En ce qui concerne les atouts de l’intégration de l’IA, il y a un potentiel énorme pour soutenir et améliorer les capacités analytiques des veilleurs. L’IA peut aider à résumer des documents, extraire des informations clés et soutenir une posture plus critique et analytique. Cela ne remplace pas le travail du veilleur, mais le complète, en permettant de développer une réflexion plus profonde sur les informations traitées.
 
Cependant, il y a aussi des risques à considérer, notamment en termes de confiance. Il faut que les contributions de l’IA soient clairement identifiées comme telles. Si un contenu est généré par l’IA, il faut être transparent pour éviter toute confusion sur l’origine des informations. Cela permet de maintenir la confiance dans l’écosystème de la plateforme et d’assurer que l’intégrité de l’information n’est pas compromise.
 
Je suis convaincu que l’intégration de l’IA dans les environnements professionnels est prometteuse. L’IA peut encourager une participation plus active dans les plateformes collaboratives, mais il faut toujours que cette aide soit une extension des idées originales des employés pour maintenir l’authenticité des échanges et non une substitution des idées des employés.

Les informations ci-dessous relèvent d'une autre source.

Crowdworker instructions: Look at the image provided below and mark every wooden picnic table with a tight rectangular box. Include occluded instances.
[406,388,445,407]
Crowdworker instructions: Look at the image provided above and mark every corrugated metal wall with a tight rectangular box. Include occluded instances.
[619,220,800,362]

Pour aller plus loin : Veille Stratégique et IA Générative : Un équilibre entre innovation et sécurité

Comment une plateforme peut-elle garantir sa fiabilité ?

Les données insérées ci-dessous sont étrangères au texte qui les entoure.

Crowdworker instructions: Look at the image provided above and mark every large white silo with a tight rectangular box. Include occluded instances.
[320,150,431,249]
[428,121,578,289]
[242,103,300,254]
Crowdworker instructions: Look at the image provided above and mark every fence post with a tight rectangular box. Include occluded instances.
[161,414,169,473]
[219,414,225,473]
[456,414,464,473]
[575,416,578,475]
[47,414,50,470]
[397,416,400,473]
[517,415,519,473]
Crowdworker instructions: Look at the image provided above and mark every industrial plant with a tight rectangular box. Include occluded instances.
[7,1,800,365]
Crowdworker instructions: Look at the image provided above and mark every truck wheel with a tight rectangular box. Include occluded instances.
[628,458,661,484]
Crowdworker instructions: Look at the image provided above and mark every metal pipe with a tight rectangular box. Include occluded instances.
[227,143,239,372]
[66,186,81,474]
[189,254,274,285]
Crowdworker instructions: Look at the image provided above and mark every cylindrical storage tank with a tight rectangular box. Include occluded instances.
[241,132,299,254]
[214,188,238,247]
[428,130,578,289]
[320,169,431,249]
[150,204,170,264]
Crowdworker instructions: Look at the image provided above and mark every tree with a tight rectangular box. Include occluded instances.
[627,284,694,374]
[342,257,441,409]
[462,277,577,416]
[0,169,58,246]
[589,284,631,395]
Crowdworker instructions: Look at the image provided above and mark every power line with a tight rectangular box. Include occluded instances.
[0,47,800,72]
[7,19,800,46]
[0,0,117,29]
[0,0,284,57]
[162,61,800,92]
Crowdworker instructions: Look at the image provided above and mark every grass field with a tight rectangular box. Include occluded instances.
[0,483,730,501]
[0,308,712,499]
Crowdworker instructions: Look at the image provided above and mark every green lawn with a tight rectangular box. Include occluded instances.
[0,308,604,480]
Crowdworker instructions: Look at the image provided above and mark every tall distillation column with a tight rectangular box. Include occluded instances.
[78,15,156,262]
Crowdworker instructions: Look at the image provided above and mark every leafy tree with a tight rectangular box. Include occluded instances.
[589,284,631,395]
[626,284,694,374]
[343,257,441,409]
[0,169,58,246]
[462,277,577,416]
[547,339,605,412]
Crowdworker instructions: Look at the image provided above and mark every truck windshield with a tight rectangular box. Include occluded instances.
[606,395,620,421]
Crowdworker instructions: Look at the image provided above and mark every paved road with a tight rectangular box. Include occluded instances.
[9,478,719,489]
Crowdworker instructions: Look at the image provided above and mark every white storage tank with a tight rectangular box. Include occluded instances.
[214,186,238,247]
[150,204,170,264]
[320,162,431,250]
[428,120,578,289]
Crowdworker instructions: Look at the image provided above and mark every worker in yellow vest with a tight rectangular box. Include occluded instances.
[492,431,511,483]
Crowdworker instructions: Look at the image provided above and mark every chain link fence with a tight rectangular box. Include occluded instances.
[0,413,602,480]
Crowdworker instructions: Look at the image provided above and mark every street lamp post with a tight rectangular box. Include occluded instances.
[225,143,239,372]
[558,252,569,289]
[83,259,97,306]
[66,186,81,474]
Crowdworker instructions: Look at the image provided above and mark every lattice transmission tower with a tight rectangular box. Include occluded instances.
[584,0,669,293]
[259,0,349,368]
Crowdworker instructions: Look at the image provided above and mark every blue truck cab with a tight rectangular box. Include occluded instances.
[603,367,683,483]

La garantie de la fiabilité d’une plateforme repose sur une gestion rigoureuse du sourcing. Alors qu’il sera de plus en plus difficile d’identifier si les informations viennent d’humains ou d’une IA, il faudra de manière quasi systématique évaluer leur crédibilité et leur origine. Il est aussi important de continuer à développer son esprit critique. Un bon sourcing de confiance restera un allié précieux dans les années à venir !

La crédibilité et la confiance accordées aux sources posent un défi majeur. En effet, pour maintenir la confiance dans l'information, il est essentiel d'avoir confiance en son sourcing, soutenue par un travail d'analyse approfondi. L'utilisation de l'IA doit être rigoureusement encadrée car la fiabilité de l'IA générative, elle, ne pourra jamais être entièrement garantie.

Les formations face à l’IA
 

Parlons de l’intégration de l’IA dans les formations, notamment pour les professionnels et les étudiants. Comment cela se fait-il et jusqu’où peut-on aller ?

C’est un sujet qui est très clivant. Certaines universités, surtout américaines, ont rapidement intégré l’IA dans leurs programmes. Je pense que les écoles devraient intégrer l’IA dans leurs cursus et surtout permettre aux étudiants d’apprendre à utiliser et tester ces outils. Cela va leur permettre de comprendre à la fois les opportunités et les risques. Il vaut mieux s’y confronter dans un cadre éducatif que professionnel. J’encourage les personnes qui dispensent les formations d’utiliser ces outils dans les études.
 
Avant, les recherches impliquaient des visites à la bibliothèque et la consultation de nombreux livres. Aujourd’hui, Google a simplifié l’accès à l’information, et l’IA peut même rédiger des résumés. Il faut donc repenser le dispositif de formation, peut-être en rendant l’apprentissage plus interactif et en exploitant le temps gagné grâce à l’IA pour des tâches plus enrichissantes.

L’impact environnemental de l’IA

Pour finir, qu’en est-il de l’impact environnemental de l’IA ?

L’impact environnemental de l’IA va bien au-delà de la simple consommation d’énergie. Il englobe l’utilisation de l’eau, des matériaux rares, et soulève des problèmes d’obsolescence programmée. Sans parler de l’impact sociétal, comme la sous-traitance dans des pays pauvres et le pillage des droits d’auteur.
 
C’est un enjeu majeur qui devrait prendre en compte tout une analyse écosystémique complexe et sur laquelle on ne peut avoir une réponse trop rapide.
 
Il est important que les entreprises intègrent ces préoccupations dans leur politique de responsabilité sociétale des entreprises (RSE). Je dirais qu’il est tout de même important d’avoir une utilisation raisonnée et raisonnable de ces technologies.
 

Merci, Julien Duprat, d'avoir accepté de répondre à nos questions. Jacqueline Sala.